05 July 2014
increase of authorised share capital by roc without filling any fees and form after that other company merged in it. My question if i am an auditor of merged company i am liable for penalty or not
05 July 2014
I am unable to understand your query. How can ROC increase the Authorised share capital of the company on its own, without receiving any E-form or filing fees.

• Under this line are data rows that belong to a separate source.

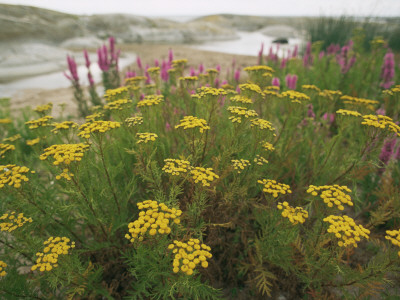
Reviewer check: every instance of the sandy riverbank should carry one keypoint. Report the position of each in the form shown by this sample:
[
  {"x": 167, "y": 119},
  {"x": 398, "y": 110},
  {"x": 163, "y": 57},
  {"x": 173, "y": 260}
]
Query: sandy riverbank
[{"x": 147, "y": 53}]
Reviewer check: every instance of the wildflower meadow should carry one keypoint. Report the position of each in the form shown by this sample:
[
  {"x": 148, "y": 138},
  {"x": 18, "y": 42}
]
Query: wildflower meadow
[{"x": 281, "y": 179}]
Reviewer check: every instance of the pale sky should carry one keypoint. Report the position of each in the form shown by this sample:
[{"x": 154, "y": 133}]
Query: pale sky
[{"x": 206, "y": 7}]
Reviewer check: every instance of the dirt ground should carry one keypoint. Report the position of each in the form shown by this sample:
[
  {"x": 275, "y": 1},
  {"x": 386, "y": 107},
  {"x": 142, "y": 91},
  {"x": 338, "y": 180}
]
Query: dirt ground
[{"x": 63, "y": 97}]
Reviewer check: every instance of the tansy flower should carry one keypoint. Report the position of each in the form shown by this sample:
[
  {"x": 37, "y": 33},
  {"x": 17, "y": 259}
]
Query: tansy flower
[
  {"x": 188, "y": 255},
  {"x": 346, "y": 230},
  {"x": 332, "y": 194},
  {"x": 274, "y": 188},
  {"x": 189, "y": 122},
  {"x": 53, "y": 250},
  {"x": 10, "y": 222},
  {"x": 155, "y": 218},
  {"x": 294, "y": 214}
]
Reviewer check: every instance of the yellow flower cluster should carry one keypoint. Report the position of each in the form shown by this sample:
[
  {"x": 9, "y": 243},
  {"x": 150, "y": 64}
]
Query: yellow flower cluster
[
  {"x": 63, "y": 126},
  {"x": 44, "y": 108},
  {"x": 93, "y": 117},
  {"x": 154, "y": 217},
  {"x": 5, "y": 121},
  {"x": 4, "y": 148},
  {"x": 310, "y": 87},
  {"x": 12, "y": 138},
  {"x": 151, "y": 100},
  {"x": 33, "y": 142},
  {"x": 346, "y": 229},
  {"x": 115, "y": 94},
  {"x": 274, "y": 188},
  {"x": 394, "y": 237},
  {"x": 12, "y": 221},
  {"x": 205, "y": 91},
  {"x": 13, "y": 175},
  {"x": 262, "y": 124},
  {"x": 294, "y": 214},
  {"x": 133, "y": 121},
  {"x": 41, "y": 122},
  {"x": 259, "y": 160},
  {"x": 332, "y": 194},
  {"x": 54, "y": 247},
  {"x": 239, "y": 112},
  {"x": 3, "y": 265},
  {"x": 250, "y": 87},
  {"x": 145, "y": 137},
  {"x": 193, "y": 122},
  {"x": 64, "y": 155},
  {"x": 240, "y": 164},
  {"x": 117, "y": 104},
  {"x": 96, "y": 127},
  {"x": 203, "y": 175},
  {"x": 241, "y": 99},
  {"x": 346, "y": 112},
  {"x": 189, "y": 255},
  {"x": 295, "y": 96},
  {"x": 267, "y": 146},
  {"x": 176, "y": 166},
  {"x": 383, "y": 122}
]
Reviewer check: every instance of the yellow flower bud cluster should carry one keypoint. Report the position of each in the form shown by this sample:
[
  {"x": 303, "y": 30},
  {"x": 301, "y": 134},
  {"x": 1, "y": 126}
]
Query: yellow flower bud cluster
[
  {"x": 3, "y": 265},
  {"x": 267, "y": 146},
  {"x": 383, "y": 122},
  {"x": 12, "y": 221},
  {"x": 64, "y": 155},
  {"x": 394, "y": 237},
  {"x": 13, "y": 175},
  {"x": 346, "y": 230},
  {"x": 118, "y": 104},
  {"x": 193, "y": 122},
  {"x": 44, "y": 108},
  {"x": 295, "y": 96},
  {"x": 346, "y": 112},
  {"x": 206, "y": 91},
  {"x": 154, "y": 217},
  {"x": 310, "y": 87},
  {"x": 176, "y": 166},
  {"x": 5, "y": 121},
  {"x": 54, "y": 247},
  {"x": 151, "y": 100},
  {"x": 115, "y": 94},
  {"x": 240, "y": 164},
  {"x": 241, "y": 99},
  {"x": 203, "y": 175},
  {"x": 12, "y": 138},
  {"x": 259, "y": 160},
  {"x": 33, "y": 142},
  {"x": 63, "y": 126},
  {"x": 93, "y": 117},
  {"x": 41, "y": 122},
  {"x": 133, "y": 121},
  {"x": 274, "y": 188},
  {"x": 238, "y": 112},
  {"x": 262, "y": 124},
  {"x": 96, "y": 126},
  {"x": 294, "y": 214},
  {"x": 250, "y": 87},
  {"x": 4, "y": 148},
  {"x": 145, "y": 137},
  {"x": 189, "y": 255},
  {"x": 332, "y": 194}
]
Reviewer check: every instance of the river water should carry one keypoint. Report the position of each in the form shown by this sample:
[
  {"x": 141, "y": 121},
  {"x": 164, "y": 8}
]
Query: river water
[{"x": 248, "y": 43}]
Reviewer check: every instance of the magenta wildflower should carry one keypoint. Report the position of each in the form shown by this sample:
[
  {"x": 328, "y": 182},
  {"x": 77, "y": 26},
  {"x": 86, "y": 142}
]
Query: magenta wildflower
[
  {"x": 388, "y": 70},
  {"x": 276, "y": 82}
]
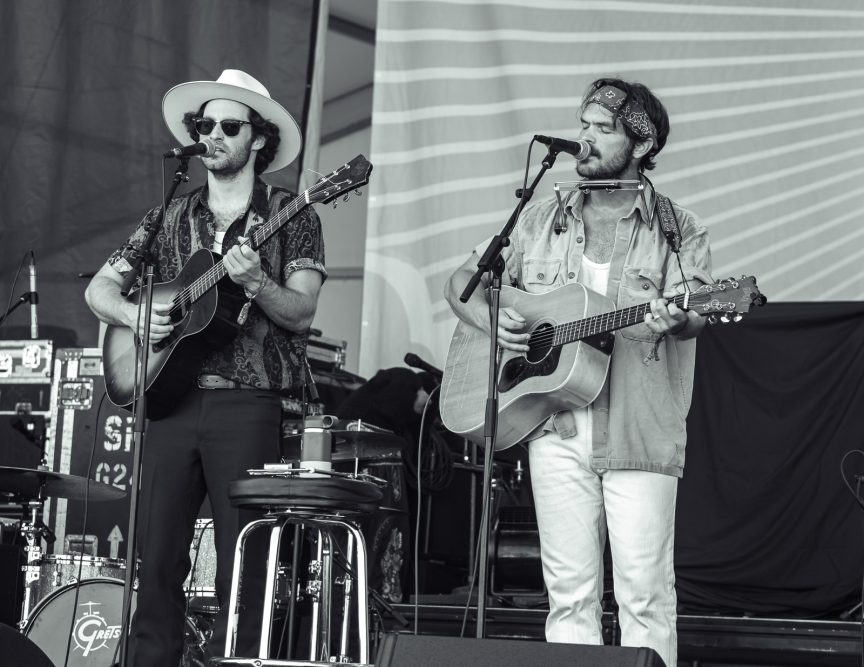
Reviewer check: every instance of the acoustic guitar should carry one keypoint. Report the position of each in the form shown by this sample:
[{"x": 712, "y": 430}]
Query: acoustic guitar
[
  {"x": 568, "y": 360},
  {"x": 205, "y": 308}
]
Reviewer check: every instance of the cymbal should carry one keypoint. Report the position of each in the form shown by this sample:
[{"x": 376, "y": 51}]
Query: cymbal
[{"x": 26, "y": 482}]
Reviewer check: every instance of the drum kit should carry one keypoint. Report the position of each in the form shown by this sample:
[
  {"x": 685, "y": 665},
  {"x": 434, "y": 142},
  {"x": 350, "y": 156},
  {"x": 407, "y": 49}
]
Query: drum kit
[{"x": 73, "y": 603}]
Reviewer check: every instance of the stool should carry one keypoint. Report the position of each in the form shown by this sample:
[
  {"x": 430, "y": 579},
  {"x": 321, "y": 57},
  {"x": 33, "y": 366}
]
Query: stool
[{"x": 322, "y": 504}]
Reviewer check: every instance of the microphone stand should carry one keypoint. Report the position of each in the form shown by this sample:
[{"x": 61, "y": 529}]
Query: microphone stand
[
  {"x": 141, "y": 267},
  {"x": 26, "y": 297},
  {"x": 493, "y": 264}
]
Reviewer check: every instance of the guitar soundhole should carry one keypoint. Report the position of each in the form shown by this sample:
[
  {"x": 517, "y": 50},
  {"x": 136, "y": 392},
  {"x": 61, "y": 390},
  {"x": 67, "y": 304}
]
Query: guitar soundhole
[
  {"x": 540, "y": 343},
  {"x": 540, "y": 360}
]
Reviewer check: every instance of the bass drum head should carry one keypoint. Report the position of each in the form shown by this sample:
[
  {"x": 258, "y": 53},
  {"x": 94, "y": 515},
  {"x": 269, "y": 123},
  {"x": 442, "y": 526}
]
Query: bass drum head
[
  {"x": 94, "y": 625},
  {"x": 95, "y": 628}
]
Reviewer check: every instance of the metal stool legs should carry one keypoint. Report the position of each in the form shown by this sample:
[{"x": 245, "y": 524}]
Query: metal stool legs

Please elaborate your query to unable us help you out.
20 July 2025
Regarding your query on increase of authorized share capital by ROC without filing fees/form and the liability of the auditor of the merged company:
Key points to consider: Increase of Authorized Share Capital Under the Companies Act, any increase in authorized share capital must be approved by the shareholders and filed with the ROC using Form SH-7 along with the prescribed fee. ROC increasing Authorized Capital without proper filing Normally, ROC does not increase authorized share capital on its own without company application. If there was some clerical or procedural error at ROC, it does not absolve the company of compliance responsibility. Merger and Auditor’s Liability As the auditor of the merged company, your role is to audit financial statements and ensure compliance with applicable laws and accounting standards. If the merged company’s authorized share capital was not properly increased (i.e., no Form SH-7 filed or fees paid), this is a statutory non-compliance. The auditor should report such non-compliance in the audit report (qualified opinion or emphasis of matter). However, liability for penalty under law primarily rests with the company and its directors, not with the auditor, unless the auditor has knowingly or willfully aided such non-compliance. Due Diligence Responsibility of Auditor As auditor, you should verify whether the proper approvals and filings were made during merger. If not, you must bring it to management and report it in your auditor’s report. Summary: You as auditor are not personally liable for penalty for failure of ROC or company to file increase of authorized capital. Your responsibility is to report the non-compliance properly. If you ignore or conceal such facts, then you may be held accountable professionally.